ZDNet reports:
The latest in what is becoming an impressively long list of Italian cities to make the transition is the City of Udine, a town of 100,000 people in the north east of Italy. The municipality recently announced that by the end of 2014 it will start a process which, over the coming years, will make OpenOffice the default personal productivity suite on each of its 900 computers.
The move, the city says, will allow it to save roughly €400 on the cost of software licensing for each machine, a total of €360,000. The migration will start with 80 new computers that, according to the 2014 budget document, have to be bought by December.
(Score: 2) by choose another one on Thursday September 18 2014, @11:03PM
Not the same reason at all - fallacy of exclusivity. I say I can't go vegetarian because I can't find a good substitute for steak, and you say it's just the same for you - you can't eat meat because you can't find a good substitute for tofu burgers.

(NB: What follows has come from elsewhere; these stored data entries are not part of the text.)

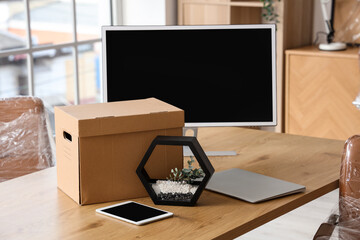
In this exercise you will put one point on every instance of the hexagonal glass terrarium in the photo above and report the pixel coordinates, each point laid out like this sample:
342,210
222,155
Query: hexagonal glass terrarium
182,185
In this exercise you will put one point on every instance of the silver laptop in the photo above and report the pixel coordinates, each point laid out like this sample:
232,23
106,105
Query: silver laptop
249,186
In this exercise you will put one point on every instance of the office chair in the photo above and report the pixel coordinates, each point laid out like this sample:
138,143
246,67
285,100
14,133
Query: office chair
344,224
25,143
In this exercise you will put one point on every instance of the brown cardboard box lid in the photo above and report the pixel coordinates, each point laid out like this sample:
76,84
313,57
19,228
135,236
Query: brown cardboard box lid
123,117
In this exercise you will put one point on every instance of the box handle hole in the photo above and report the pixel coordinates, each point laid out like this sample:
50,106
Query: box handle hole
67,136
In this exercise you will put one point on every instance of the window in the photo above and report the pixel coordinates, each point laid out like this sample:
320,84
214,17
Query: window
51,48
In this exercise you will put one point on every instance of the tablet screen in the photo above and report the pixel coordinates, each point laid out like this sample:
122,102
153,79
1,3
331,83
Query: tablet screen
134,212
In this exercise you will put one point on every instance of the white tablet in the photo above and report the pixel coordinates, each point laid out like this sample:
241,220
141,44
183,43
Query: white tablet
133,212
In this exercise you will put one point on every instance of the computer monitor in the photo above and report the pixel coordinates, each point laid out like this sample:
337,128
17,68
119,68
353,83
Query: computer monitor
220,75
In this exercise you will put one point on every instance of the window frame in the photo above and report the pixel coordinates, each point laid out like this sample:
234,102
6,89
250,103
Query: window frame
30,49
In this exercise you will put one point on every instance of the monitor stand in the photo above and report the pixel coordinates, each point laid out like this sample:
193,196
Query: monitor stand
188,152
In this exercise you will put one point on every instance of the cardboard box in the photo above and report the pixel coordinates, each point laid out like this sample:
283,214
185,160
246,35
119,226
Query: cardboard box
99,146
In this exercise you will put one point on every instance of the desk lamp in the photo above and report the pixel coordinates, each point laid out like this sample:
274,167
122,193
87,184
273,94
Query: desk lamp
329,46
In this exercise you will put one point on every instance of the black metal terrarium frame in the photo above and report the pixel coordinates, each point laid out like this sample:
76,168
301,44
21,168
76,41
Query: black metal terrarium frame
200,156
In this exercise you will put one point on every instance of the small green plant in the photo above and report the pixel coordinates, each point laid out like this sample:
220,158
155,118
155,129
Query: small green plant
186,174
269,13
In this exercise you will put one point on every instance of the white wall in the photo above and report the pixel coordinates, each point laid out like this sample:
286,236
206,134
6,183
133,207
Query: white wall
149,12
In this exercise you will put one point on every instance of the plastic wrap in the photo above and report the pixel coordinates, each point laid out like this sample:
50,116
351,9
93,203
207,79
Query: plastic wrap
25,142
344,221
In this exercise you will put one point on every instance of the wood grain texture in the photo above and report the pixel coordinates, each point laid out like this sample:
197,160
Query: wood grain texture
321,87
31,207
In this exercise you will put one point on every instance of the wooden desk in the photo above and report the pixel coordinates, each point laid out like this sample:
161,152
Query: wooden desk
31,207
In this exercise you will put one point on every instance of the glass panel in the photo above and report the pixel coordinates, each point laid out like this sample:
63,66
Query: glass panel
89,73
90,16
51,22
12,26
54,76
13,76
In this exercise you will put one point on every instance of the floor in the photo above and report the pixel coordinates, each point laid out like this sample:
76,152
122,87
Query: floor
299,224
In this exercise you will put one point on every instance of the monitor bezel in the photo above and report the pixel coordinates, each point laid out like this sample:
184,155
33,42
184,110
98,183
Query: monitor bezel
272,27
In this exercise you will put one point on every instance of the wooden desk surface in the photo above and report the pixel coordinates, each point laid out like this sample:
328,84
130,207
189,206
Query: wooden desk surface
31,207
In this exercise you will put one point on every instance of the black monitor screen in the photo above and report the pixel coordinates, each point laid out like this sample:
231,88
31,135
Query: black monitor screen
217,75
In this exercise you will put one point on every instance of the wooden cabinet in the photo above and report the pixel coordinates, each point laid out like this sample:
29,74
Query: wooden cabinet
320,89
294,28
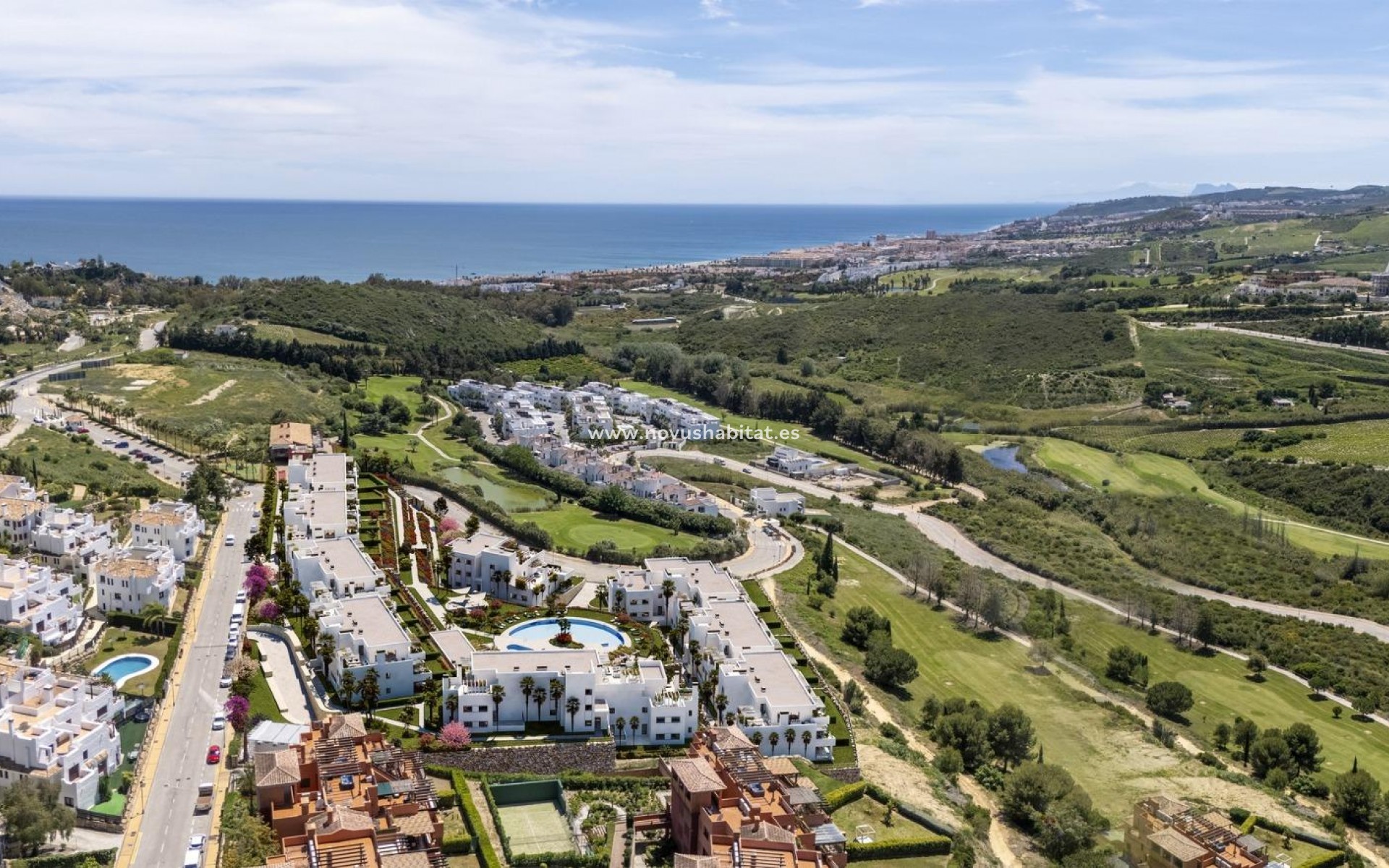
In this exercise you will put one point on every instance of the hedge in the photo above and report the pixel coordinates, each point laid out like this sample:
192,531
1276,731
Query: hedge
1248,820
913,813
66,860
851,792
927,845
471,818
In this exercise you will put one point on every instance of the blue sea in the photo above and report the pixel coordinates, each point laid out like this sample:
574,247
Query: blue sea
349,241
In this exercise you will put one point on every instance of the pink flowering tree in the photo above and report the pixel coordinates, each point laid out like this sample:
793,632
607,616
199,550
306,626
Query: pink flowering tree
454,735
258,581
239,715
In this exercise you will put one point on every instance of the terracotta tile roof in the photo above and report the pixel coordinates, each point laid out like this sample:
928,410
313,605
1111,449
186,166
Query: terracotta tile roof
277,768
1181,848
696,774
341,817
768,831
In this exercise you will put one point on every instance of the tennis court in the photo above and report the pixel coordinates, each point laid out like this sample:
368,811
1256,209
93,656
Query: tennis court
532,817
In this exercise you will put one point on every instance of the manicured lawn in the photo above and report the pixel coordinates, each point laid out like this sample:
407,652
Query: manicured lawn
263,702
1158,475
1106,753
1223,691
119,641
574,527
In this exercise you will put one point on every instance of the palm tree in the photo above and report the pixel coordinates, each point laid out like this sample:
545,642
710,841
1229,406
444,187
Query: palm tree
370,692
668,590
498,694
527,688
433,694
347,688
556,694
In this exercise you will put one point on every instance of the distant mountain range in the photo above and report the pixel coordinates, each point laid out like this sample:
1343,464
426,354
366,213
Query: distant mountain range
1304,199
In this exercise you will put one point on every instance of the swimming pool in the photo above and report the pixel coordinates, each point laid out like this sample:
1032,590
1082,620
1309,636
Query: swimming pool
125,667
538,632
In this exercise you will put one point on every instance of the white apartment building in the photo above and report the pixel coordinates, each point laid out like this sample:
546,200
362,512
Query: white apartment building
367,637
770,502
131,578
169,522
499,567
69,540
608,692
334,569
57,728
20,517
323,514
39,600
764,689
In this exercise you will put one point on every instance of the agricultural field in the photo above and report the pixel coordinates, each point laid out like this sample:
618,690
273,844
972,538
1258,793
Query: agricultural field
66,461
208,395
1108,753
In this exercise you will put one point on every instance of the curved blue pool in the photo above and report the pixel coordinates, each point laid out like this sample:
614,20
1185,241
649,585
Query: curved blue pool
538,632
125,667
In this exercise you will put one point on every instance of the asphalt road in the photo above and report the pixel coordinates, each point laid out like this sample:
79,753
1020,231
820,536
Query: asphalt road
167,817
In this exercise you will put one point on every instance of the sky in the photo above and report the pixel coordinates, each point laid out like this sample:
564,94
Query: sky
892,102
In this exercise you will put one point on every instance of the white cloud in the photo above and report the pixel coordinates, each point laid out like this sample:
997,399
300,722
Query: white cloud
415,99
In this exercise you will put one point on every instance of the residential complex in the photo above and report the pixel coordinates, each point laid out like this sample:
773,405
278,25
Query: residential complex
1170,833
502,569
173,524
637,692
38,600
727,638
367,637
131,578
729,809
344,798
57,728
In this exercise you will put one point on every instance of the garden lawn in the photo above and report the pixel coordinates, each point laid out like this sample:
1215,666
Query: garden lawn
1223,691
1108,753
1159,475
577,528
119,641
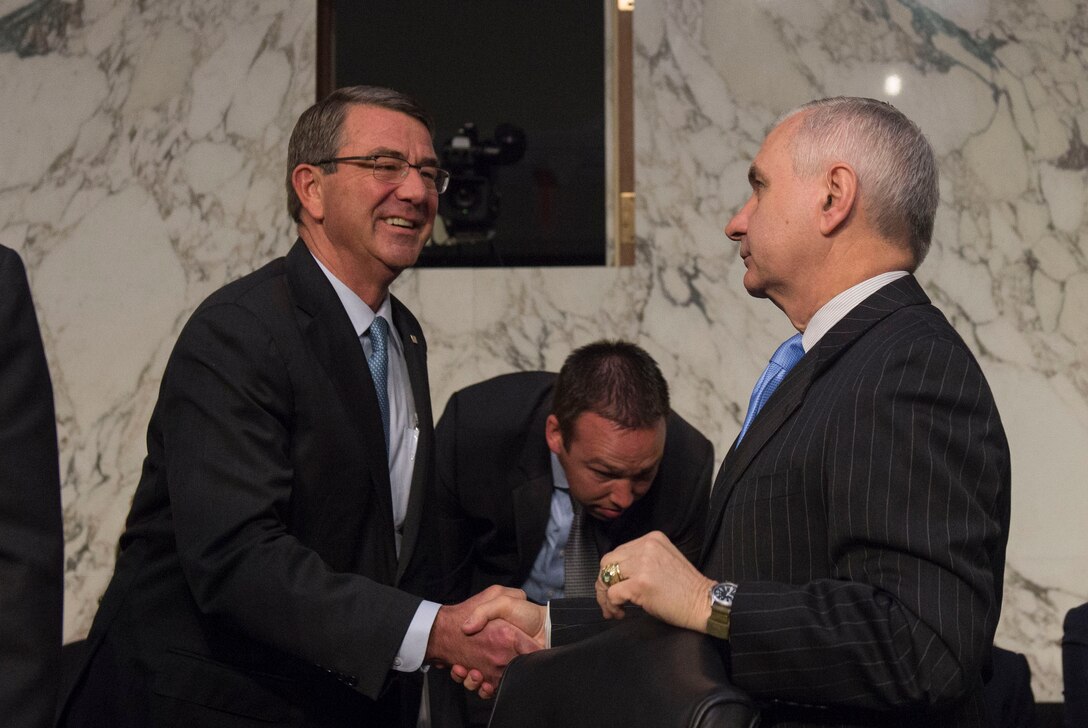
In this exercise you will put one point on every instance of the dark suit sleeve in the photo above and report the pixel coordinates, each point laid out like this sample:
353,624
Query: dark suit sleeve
915,471
32,582
453,544
690,482
230,439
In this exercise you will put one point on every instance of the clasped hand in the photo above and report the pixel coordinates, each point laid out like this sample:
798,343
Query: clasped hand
479,637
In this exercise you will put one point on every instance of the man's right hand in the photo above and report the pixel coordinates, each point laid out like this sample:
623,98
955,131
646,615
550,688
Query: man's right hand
530,618
486,649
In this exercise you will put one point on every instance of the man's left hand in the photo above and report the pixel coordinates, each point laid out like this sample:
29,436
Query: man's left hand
659,579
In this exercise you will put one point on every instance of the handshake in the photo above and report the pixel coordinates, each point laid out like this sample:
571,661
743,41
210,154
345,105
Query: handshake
478,638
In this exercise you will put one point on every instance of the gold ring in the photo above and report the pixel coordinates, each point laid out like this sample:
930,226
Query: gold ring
610,575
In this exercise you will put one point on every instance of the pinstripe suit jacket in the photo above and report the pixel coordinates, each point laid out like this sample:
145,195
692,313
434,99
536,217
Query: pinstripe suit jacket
864,517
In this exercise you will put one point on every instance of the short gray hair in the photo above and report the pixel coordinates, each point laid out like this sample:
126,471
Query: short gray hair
318,131
897,170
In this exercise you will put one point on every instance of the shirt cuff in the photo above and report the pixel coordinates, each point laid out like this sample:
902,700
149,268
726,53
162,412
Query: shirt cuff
413,646
547,626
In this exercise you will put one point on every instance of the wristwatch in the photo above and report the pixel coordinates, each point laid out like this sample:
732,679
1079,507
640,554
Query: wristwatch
721,605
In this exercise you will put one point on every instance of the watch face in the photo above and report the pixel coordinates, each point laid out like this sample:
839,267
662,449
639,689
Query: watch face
724,592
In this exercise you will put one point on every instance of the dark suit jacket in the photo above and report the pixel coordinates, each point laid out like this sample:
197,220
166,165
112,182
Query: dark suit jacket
864,517
494,493
32,544
258,577
1075,666
494,484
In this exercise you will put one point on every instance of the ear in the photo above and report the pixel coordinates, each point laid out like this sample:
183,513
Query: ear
841,187
307,181
553,434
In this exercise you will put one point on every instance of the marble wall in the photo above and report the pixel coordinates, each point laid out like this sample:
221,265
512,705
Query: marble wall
143,149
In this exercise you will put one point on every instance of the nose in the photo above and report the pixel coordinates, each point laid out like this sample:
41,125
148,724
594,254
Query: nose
412,187
622,494
738,225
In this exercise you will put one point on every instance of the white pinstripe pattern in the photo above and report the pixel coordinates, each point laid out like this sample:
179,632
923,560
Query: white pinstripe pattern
864,517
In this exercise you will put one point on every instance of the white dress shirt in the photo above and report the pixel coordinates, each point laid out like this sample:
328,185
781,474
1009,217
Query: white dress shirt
404,437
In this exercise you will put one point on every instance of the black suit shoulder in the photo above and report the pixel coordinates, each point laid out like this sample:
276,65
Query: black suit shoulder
31,537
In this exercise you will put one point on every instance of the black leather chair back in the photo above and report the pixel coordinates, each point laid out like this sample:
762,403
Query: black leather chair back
641,673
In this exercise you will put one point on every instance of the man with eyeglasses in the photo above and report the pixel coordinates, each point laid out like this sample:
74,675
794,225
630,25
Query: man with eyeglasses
269,564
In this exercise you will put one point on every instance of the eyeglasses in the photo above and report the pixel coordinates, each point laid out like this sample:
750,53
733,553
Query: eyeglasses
395,170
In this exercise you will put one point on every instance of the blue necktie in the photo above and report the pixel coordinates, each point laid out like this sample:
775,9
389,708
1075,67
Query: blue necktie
379,361
781,362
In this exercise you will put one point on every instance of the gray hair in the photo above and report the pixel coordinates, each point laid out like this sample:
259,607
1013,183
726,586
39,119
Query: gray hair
897,170
318,131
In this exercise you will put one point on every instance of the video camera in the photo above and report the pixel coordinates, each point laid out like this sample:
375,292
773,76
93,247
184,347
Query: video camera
470,206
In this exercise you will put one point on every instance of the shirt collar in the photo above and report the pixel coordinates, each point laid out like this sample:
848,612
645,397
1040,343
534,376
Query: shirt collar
360,315
836,309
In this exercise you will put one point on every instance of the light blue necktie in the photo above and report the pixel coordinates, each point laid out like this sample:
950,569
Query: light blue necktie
379,362
787,355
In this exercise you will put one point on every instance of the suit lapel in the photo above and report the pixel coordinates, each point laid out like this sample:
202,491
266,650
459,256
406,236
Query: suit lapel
531,486
791,393
415,348
333,343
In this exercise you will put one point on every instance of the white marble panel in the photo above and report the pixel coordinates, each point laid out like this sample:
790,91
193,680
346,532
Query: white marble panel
144,148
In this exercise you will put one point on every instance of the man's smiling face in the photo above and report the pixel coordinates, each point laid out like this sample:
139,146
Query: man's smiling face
384,225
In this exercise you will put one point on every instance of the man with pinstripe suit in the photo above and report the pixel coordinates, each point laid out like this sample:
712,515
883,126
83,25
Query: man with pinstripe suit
853,562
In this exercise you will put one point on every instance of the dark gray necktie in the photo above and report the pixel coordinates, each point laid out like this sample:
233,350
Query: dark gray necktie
581,558
379,362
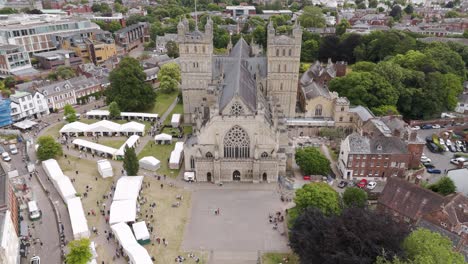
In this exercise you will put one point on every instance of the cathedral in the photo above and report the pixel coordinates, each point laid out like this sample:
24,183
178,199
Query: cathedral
237,104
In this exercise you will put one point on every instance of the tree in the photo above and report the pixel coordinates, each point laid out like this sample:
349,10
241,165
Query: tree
80,252
128,87
319,195
130,165
114,110
312,17
444,186
312,162
48,148
172,49
342,26
355,236
354,197
423,246
69,113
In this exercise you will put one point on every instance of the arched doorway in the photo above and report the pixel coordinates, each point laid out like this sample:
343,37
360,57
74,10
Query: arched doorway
236,175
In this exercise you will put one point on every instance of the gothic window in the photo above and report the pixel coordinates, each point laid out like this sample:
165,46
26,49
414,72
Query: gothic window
318,110
236,143
236,109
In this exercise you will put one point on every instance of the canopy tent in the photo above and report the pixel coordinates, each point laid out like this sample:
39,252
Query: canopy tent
52,169
141,232
94,147
128,188
25,124
65,188
163,138
131,142
136,253
175,120
149,163
122,211
77,218
105,168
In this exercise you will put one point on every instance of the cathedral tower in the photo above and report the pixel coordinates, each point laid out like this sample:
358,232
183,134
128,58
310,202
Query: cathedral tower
283,53
196,50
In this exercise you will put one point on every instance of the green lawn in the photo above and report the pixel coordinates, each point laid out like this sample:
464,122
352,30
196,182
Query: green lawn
162,153
276,258
163,101
178,109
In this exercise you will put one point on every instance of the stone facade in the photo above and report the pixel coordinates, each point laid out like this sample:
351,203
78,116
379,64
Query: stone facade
235,102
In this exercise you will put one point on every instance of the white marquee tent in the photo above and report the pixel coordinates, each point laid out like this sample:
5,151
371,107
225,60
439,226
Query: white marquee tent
77,218
122,211
105,168
149,163
128,188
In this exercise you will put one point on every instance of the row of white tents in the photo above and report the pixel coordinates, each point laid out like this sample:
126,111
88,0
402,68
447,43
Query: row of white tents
103,128
104,114
123,210
68,193
106,151
176,158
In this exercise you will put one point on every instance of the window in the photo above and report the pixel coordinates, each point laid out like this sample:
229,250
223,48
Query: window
236,109
236,143
318,110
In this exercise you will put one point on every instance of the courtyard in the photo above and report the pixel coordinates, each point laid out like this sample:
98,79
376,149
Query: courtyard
242,224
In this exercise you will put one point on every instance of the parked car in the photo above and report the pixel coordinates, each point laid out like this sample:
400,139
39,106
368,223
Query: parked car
362,183
6,156
342,184
371,185
434,171
13,149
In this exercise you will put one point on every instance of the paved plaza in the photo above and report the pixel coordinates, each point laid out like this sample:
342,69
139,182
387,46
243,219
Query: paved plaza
241,226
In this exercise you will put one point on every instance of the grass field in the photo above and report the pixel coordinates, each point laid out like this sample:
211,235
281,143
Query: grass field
276,258
162,153
163,101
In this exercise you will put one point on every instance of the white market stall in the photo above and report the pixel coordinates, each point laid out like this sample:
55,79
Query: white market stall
175,120
141,232
122,211
149,163
105,168
77,218
128,188
163,138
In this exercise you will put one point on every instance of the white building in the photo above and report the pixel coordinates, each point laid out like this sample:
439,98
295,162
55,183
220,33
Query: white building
9,241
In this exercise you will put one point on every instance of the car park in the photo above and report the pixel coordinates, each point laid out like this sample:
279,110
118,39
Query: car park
342,184
434,171
362,183
371,185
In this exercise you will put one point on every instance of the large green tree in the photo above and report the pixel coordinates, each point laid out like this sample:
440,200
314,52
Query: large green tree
80,252
312,17
355,197
312,161
69,113
425,247
48,148
319,195
128,87
131,165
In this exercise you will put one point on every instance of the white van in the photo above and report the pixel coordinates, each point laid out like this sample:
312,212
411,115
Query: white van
34,212
13,149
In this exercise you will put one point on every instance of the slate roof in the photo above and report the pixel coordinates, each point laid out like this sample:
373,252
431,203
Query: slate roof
408,199
239,70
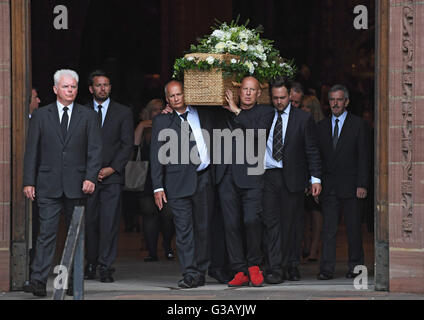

Newsflash: you can eat meat _and_ tofu burgers. You don't have to replace software just to use some other software. I can, and do, use free software _as well as_ MS Office.
I've used Emacs for decades, on various platforms, but use it rarely these days - so something or some combination of things has replaced it, or maybe what I need to do has changed, but _nothing_ ever forced me to stop using it and replace it. I can still fire it up any time I want to feel like I'm back in the 80s.